那么modCount 和expectedModCount 在哪里定义,又在哪里被修改?
如下所示expectedModCount 在Itr中被定义,初始值为modCount:
private class Itr implements Iterator<E> {
int cursor; // index of next element to return
int lastRet = -1; // index of last element returned; -1 if no such
int expectedModCount = modCount;
modCount在AbstractList类中被定义,用来记录集合结构修改的次数:
protected transient int modCount = 0;
那么modCount 值什么时候被修改?
查看ArrayList源码:
// 首先看add
public boolean add(E e) {
ensureCapacityInternal(size + 1); // Increments modCount!!
elementData[size++] = e;
return true;
}
private void ensureCapacityInternal(int minCapacity) {
if (elementData == DEFAULTCAPACITY_EMPTY_ELEMENTDATA) {
minCapacity = Math.max(DEFAULT_CAPACITY, minCapacity);
}
ensureExplicitCapacity(minCapacity);
}
private void ensureExplicitCapacity(int minCapacity) {
// 这里将modCount++!!!
modCount++;
// overflow-conscious code
if (minCapacity - elementData.length > 0)
grow(minCapacity);
}
//其次看remove
public boolean remove(Object o) {
if (o == null) {
for (int index = 0; index < size; index++)
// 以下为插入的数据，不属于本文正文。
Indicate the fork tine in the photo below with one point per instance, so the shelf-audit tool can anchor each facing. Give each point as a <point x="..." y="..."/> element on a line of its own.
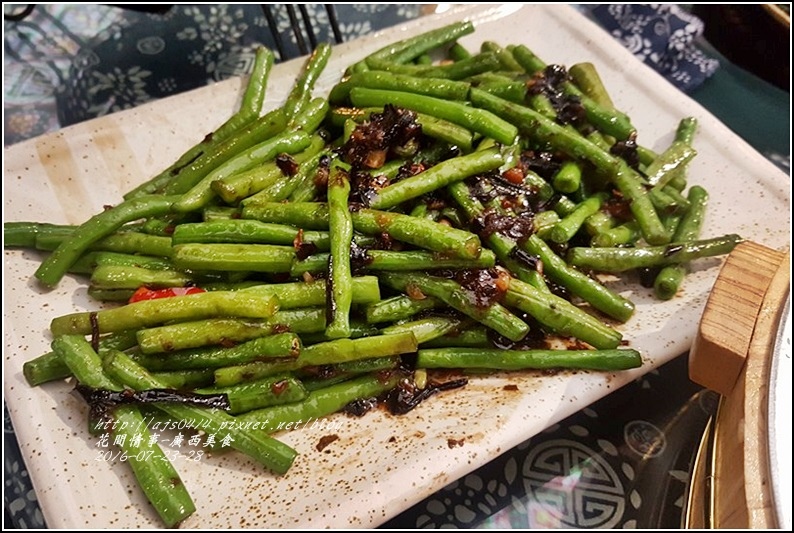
<point x="334" y="22"/>
<point x="296" y="29"/>
<point x="271" y="22"/>
<point x="307" y="22"/>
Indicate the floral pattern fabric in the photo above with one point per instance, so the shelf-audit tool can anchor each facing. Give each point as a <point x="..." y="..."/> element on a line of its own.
<point x="663" y="37"/>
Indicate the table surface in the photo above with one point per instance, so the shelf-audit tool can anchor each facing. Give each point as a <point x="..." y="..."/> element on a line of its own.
<point x="623" y="462"/>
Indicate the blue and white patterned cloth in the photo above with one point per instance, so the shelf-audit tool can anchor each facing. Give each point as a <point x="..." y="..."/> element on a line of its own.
<point x="663" y="37"/>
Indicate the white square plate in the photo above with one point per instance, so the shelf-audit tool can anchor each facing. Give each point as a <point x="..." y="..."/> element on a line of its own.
<point x="381" y="464"/>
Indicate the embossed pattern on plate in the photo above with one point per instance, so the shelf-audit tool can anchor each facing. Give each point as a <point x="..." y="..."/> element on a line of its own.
<point x="380" y="464"/>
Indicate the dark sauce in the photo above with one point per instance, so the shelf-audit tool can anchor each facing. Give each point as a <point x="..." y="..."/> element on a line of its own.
<point x="101" y="402"/>
<point x="287" y="164"/>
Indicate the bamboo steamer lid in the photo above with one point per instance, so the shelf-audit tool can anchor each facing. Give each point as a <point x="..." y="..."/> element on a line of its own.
<point x="742" y="476"/>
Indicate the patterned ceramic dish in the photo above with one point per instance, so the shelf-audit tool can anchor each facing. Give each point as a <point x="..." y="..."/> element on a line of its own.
<point x="379" y="465"/>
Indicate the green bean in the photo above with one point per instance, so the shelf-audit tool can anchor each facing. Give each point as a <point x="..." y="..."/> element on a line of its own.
<point x="439" y="88"/>
<point x="185" y="379"/>
<point x="398" y="308"/>
<point x="599" y="222"/>
<point x="498" y="359"/>
<point x="340" y="277"/>
<point x="424" y="233"/>
<point x="457" y="52"/>
<point x="273" y="454"/>
<point x="277" y="345"/>
<point x="627" y="181"/>
<point x="470" y="336"/>
<point x="153" y="470"/>
<point x="247" y="231"/>
<point x="622" y="259"/>
<point x="320" y="403"/>
<point x="259" y="131"/>
<point x="620" y="235"/>
<point x="282" y="188"/>
<point x="583" y="286"/>
<point x="566" y="228"/>
<point x="252" y="102"/>
<point x="586" y="77"/>
<point x="111" y="277"/>
<point x="425" y="329"/>
<point x="479" y="120"/>
<point x="344" y="350"/>
<point x="495" y="316"/>
<point x="24" y="234"/>
<point x="568" y="179"/>
<point x="222" y="331"/>
<point x="504" y="55"/>
<point x="527" y="59"/>
<point x="669" y="278"/>
<point x="420" y="232"/>
<point x="301" y="92"/>
<point x="233" y="257"/>
<point x="560" y="315"/>
<point x="668" y="163"/>
<point x="363" y="290"/>
<point x="199" y="195"/>
<point x="436" y="177"/>
<point x="148" y="313"/>
<point x="434" y="127"/>
<point x="265" y="392"/>
<point x="408" y="49"/>
<point x="54" y="267"/>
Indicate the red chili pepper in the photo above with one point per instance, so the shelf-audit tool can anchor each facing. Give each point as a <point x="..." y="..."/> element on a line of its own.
<point x="144" y="293"/>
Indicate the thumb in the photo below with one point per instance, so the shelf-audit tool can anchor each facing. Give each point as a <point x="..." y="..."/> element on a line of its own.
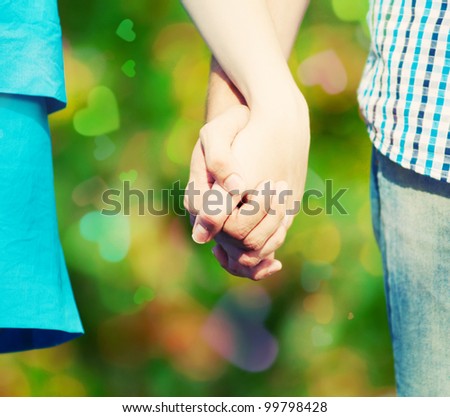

if (elementData[index] == null) {
fastRemove(index);
return true;
}
} else {
for (int index = 0; index < size; index++)
if (o.equals(elementData[index])) {
fastRemove(index);
return true;
}
}
return false;
}
private void fastRemove(int index) {
// 这里modCount++!!!
modCount++;
int numMoved = size - index - 1;
if (numMoved > 0)
System.arraycopy(elementData, index+1, elementData, index,
numMoved);
elementData[--size] = null; // clear to let GC do its work
}
// 最后看下clear
public void clear() {
//不再重复。。
modCount++;
// clear to let GC do its work
for (int i = 0; i < size; i++)
elementData[i] = null;
size = 0;
}
从上面的源代码我们可以看出,ArrayList中无论add、remove、clear方法只要是涉及了改变ArrayList元素的个数的方法都会导致modCount的改变。但是所以我们这里可以初步判断由于expectedModCount 的值与modCount的改变不同步,导致两者之间不等从而产生fail-fast机制。如果expectedModCount 和modCount修改为原子操作,同步修改,将不会抛出异常。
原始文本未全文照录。